Meta, the umbrella company of Facebook and Instagram, announced its new productive artificial intelligence model. Voicebox was designed to assist creators with its ability to perform speech creation tasks such as audio editing, sampling, and styling, although it was not specifically trained.
Meta says this new AI model will benefit many people around the world. He gives many examples, such as helping visually impaired people hear text messages from their friends in their own voices. It can also enable people to speak foreign languages with their own voices.

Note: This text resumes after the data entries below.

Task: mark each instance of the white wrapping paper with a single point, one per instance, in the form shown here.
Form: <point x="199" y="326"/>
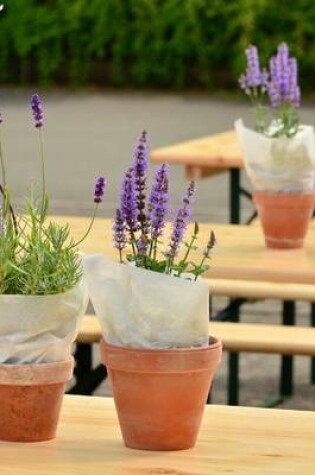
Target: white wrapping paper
<point x="145" y="309"/>
<point x="40" y="329"/>
<point x="279" y="164"/>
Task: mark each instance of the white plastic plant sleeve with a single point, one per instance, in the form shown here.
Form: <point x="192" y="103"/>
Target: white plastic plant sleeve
<point x="40" y="329"/>
<point x="279" y="164"/>
<point x="145" y="309"/>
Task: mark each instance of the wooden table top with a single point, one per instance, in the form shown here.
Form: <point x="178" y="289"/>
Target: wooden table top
<point x="239" y="255"/>
<point x="219" y="151"/>
<point x="236" y="440"/>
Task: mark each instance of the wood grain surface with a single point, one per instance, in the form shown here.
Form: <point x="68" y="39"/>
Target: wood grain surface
<point x="233" y="440"/>
<point x="239" y="255"/>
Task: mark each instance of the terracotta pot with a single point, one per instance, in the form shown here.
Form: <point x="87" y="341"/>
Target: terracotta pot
<point x="160" y="395"/>
<point x="30" y="400"/>
<point x="284" y="217"/>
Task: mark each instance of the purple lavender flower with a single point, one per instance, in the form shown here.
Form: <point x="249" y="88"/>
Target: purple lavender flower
<point x="253" y="78"/>
<point x="119" y="231"/>
<point x="295" y="92"/>
<point x="99" y="189"/>
<point x="37" y="110"/>
<point x="128" y="201"/>
<point x="158" y="201"/>
<point x="142" y="246"/>
<point x="283" y="86"/>
<point x="140" y="166"/>
<point x="210" y="244"/>
<point x="181" y="221"/>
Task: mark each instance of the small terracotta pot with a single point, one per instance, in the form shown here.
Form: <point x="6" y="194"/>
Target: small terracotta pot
<point x="284" y="217"/>
<point x="160" y="395"/>
<point x="30" y="400"/>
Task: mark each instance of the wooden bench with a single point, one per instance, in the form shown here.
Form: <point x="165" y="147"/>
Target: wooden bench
<point x="236" y="337"/>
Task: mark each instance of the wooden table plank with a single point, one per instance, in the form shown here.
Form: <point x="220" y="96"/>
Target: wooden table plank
<point x="240" y="253"/>
<point x="219" y="152"/>
<point x="234" y="440"/>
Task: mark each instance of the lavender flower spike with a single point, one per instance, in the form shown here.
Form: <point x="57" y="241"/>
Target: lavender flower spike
<point x="253" y="78"/>
<point x="181" y="221"/>
<point x="140" y="166"/>
<point x="158" y="201"/>
<point x="119" y="231"/>
<point x="37" y="110"/>
<point x="99" y="189"/>
<point x="128" y="203"/>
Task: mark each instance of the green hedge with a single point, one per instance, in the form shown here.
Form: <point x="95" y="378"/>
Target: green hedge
<point x="149" y="43"/>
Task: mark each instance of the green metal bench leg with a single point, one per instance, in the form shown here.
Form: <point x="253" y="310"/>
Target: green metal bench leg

The AI model is capable of producing high-quality sound clips and is capable of editing pre-recorded sounds to eliminate unwanted noises such as car horns. Besides that, it can produce sounds in six languages while maintaining content and style. The model is also expected to give natural voices to visual assistants in the future, or to real non-player characters in games in the metaverse.
Meta compared Voicebox to other voice AI models on the market and specifically cited Vall-E and YourTTS as competitors. When comparing word error rates and style similarity, Voicebox is more advanced and outperforms both models.
Voicebox is built on Meta’s newest non-autoregressive generative model, a Flow Matching model that is capable of highly non-deterministic matching between text and speech. Voicebox has so far been trained using over 50,000 hours of recorded speech and transcripts from publicly available audiobooks in English, French, Spanish, German, Polish and Portuguese.
Meta will not make the artificial intelligence program available to everyone, nor will it share its source code.